Create a file named dagster_assets.py and seed it with the bronze asset stub below, which will become the root of your lineage graph once you add silver, gold, and model assets in the next task.

from dagster import asset, AssetExecutionContext, Definitions
from dagster import MaterializeResult, MetadataValue
import pandas as pd
@asset(
description="Raw event data from source system",
group_name="bronze",
metadata={"owner": "data_engineering"}
)
def raw_events(context: AssetExecutionContext) -> pd.DataFrame:
"""Simulate raw event data extraction."""
context.log.info("Extracting raw events...")
# Your implementation here
pass
# Define silver, gold, and ml_model assets

Below the bronze asset, implement silver, gold, and ML model assets that form a linear dependency chain. Use the deps parameter and typed function arguments so Dagster can infer execution order and render the lineage graph without manual task wiring.

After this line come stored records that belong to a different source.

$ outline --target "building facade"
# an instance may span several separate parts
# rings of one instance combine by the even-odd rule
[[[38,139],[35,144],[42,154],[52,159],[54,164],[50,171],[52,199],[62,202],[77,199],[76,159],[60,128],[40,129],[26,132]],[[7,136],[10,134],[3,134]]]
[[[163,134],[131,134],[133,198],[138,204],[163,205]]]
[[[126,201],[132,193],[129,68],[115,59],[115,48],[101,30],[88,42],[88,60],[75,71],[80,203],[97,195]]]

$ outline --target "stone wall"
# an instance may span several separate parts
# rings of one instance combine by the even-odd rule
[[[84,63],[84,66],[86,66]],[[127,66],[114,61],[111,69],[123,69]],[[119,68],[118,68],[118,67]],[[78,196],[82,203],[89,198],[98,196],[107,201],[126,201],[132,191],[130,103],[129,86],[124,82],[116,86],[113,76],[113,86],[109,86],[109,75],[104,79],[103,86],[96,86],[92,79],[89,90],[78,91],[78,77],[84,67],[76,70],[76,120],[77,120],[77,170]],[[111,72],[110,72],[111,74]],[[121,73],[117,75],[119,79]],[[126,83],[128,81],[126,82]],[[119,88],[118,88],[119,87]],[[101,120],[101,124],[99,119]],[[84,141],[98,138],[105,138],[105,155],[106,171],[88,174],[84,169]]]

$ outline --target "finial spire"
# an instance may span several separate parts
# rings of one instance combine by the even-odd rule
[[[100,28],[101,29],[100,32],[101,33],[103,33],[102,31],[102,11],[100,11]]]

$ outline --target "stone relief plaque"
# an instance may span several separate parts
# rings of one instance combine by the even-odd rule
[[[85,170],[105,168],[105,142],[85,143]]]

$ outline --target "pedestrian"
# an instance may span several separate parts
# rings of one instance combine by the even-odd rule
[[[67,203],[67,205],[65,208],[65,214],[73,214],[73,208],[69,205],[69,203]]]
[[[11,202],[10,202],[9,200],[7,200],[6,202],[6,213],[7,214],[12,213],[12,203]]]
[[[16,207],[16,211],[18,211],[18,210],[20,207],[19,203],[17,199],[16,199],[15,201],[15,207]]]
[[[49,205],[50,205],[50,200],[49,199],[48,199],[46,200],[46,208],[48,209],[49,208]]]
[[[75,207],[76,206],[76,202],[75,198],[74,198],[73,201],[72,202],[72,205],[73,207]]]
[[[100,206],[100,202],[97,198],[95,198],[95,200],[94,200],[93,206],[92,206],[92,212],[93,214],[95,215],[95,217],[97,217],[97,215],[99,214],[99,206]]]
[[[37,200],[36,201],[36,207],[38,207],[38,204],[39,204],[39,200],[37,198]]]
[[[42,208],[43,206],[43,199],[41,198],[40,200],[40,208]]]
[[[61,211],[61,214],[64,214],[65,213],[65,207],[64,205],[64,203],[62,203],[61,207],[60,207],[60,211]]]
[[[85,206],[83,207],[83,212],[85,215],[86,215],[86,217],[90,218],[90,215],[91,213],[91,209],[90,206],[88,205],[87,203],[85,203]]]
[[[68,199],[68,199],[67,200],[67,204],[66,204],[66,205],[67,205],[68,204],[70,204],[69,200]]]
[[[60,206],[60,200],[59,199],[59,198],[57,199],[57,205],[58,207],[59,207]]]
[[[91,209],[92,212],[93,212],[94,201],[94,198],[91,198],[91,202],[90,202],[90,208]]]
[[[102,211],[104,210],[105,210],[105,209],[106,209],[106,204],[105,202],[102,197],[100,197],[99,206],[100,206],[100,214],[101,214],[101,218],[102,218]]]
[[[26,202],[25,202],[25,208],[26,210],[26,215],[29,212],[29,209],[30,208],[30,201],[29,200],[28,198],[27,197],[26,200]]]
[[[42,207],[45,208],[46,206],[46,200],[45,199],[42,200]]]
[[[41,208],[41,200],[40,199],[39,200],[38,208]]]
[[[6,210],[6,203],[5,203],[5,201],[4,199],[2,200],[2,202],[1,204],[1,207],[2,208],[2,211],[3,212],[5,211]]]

View Final Solution for Exercise 3
from dagster import asset, AssetExecutionContext, Definitions
from dagster import MaterializeResult, MetadataValue
import pandas as pd
@asset(
description="Raw event data from source system",
group_name="bronze",
metadata={"owner": "data_engineering"}
)
def raw_events(context: AssetExecutionContext) -> pd.DataFrame:
"""Simulate raw event data extraction."""
context.log.info("Extracting raw events...")
return pd.DataFrame({'user_id': [1,2,3], 'event_count': [10, 20, 30]})
@asset(
description="Cleaned analytical data",
group_name="silver",
deps=[raw_events]
)
def clean_events(raw_events: pd.DataFrame) -> pd.DataFrame:
return raw_events.dropna()
@asset(
description="Feature engineered ML data",
group_name="gold",
deps=[clean_events]
)
def model_features(clean_events: pd.DataFrame) -> pd.DataFrame:
clean_events['normalized_count'] = clean_events['event_count'] / 100
return clean_events
@asset(
description="Trained ML model binary representation",
group_name="ml_model",
deps=[model_features]
)
def trained_model(model_features: pd.DataFrame) -> MaterializeResult:
return MaterializeResult(
metadata={
'accuracy': MetadataValue.float(0.95),
'training_rows': MetadataValue.int(len(model_features))
}
)
defs = Definitions(
assets=[raw_events, clean_events, model_features, trained_model]
)

Confirm the Dagster exercise succeeded before finishing the module:

  • Executing dagster dev -f dagster_assets.py brilliantly launches the graphical UI seamlessly.
  • Aggressively navigating to localhost:3000 vividly displays the absolute complete asset lineage graph.
  • Radically clicking the “Materialize All” execution button correctly operates the pipeline sequentially.

Continue to Module 1.9: Model Serving for deployment patterns—FastAPI and gRPC inference endpoints, canary rollouts, and Kubernetes-native serving controls that consume the artifacts your pipelines produce.